Artist’s concept of the Parker Solar Probe spacecraft approaching the Sun. Launching in 2018, Parker Solar Probe is designed to provide new data on solar activity and make critical contributions to our ability to forecast major space-weather events that impact life on Earth. Image & Caption Credit: JHU-APL

Artist’s concept of the Parker Solar Probe spacecraft approaching the Sun. Launching in 2018, Parker Solar Probe is designed to provide new data on solar activity and make critical contributions to our ability to forecast major space-weather events that impact life on Earth. Image & Caption Credit: JHU-APL

KENNEDY SPACE CENTER, Fla. — NASA announced on Wednesday, July 18 that the launch of the agency’s Parker Solar Probe mission, which is designed to “touch” the Sun – had been delayed an additional two days. 

NASA provided the following reason as to why the flight had been delayed: Additional time was needed to evaluate the configuration of a cable clamp on the payload fairing. Teams have modified the configuration and encapsulation operations have continued.

A leak that had been discovered on the Delta IV Heavy rocket’s third stage purge ground support tubing has been repaired. This issue was discovered last week. 

NASA tapped United Launch Alliance’s Delta IV Heavy rocket to launch the probe from Cape Canaveral Air Force Station’s Space Launch Complex 37 in Florida.

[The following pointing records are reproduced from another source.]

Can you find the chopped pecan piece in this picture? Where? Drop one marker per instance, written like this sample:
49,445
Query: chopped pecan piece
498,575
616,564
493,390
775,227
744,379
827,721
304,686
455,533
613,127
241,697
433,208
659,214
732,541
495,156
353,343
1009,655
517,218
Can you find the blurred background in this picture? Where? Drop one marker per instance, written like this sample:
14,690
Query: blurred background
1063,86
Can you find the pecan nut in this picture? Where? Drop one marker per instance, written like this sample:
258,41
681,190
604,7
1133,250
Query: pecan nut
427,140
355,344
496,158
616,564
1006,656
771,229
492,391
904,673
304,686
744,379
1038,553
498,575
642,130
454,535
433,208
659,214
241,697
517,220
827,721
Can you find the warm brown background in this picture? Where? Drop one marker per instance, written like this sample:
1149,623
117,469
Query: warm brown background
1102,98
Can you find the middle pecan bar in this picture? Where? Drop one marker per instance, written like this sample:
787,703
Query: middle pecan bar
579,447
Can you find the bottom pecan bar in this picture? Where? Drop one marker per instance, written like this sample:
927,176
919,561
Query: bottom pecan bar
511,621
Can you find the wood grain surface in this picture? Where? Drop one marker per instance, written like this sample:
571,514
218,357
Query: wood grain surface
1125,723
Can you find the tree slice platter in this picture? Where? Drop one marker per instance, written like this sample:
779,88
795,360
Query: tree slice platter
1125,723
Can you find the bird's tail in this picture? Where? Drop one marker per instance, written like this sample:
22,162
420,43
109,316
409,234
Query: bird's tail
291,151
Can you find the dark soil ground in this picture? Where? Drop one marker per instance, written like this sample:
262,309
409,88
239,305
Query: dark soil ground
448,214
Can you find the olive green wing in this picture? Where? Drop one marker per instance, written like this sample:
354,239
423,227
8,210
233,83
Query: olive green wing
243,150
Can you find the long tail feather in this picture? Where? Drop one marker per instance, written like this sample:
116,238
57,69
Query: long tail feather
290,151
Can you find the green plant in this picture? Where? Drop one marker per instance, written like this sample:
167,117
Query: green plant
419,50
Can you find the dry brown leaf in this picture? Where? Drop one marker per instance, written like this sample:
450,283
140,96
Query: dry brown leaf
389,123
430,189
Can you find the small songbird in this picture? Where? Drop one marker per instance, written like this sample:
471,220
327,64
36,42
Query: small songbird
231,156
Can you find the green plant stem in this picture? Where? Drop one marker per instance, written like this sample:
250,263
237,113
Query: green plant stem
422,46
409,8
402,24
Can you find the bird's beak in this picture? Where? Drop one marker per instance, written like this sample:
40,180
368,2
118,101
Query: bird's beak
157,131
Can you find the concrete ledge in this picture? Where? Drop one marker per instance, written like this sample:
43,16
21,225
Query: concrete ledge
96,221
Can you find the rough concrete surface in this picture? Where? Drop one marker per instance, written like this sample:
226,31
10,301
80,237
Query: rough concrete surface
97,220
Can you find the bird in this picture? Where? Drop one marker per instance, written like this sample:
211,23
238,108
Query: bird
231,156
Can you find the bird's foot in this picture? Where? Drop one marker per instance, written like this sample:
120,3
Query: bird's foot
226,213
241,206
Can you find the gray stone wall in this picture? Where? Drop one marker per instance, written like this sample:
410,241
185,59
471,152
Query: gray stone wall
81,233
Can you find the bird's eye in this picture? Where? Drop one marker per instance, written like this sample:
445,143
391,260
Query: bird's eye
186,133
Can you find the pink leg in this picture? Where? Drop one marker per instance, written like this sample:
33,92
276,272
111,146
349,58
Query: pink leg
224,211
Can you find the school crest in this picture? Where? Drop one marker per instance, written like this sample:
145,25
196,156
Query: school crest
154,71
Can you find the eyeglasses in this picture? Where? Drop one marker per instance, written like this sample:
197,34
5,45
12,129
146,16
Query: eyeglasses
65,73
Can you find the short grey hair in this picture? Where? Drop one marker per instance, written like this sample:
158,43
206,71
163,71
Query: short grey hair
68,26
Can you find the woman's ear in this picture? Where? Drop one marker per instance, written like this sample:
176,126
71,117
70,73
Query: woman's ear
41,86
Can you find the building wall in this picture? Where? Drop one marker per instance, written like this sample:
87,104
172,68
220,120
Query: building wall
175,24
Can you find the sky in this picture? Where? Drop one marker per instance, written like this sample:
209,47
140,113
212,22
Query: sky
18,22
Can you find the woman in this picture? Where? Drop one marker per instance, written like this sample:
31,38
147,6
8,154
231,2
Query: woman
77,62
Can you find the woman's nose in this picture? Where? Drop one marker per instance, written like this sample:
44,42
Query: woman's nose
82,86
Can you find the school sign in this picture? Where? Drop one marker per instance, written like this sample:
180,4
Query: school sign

If everything goes as it is currently planned, the Parker Solar Probe should help redefine the way we think of the Sun. Flying close to our parent star, the Parker Solar Probe is described by the space agency as “the first spacecraft to fly directly through the Sun’s corona…

The heat and radiation it will encounter, while dangerous, should provide scientists with a clearer understanding of  physics of stars like our Sun. Perhaps more importantly for the U.S’ crewed space aspirations as well as how the space environment impacts satellites orbiting our home world – this mission could provide a clearer understanding of how the Sun influences space “weather.”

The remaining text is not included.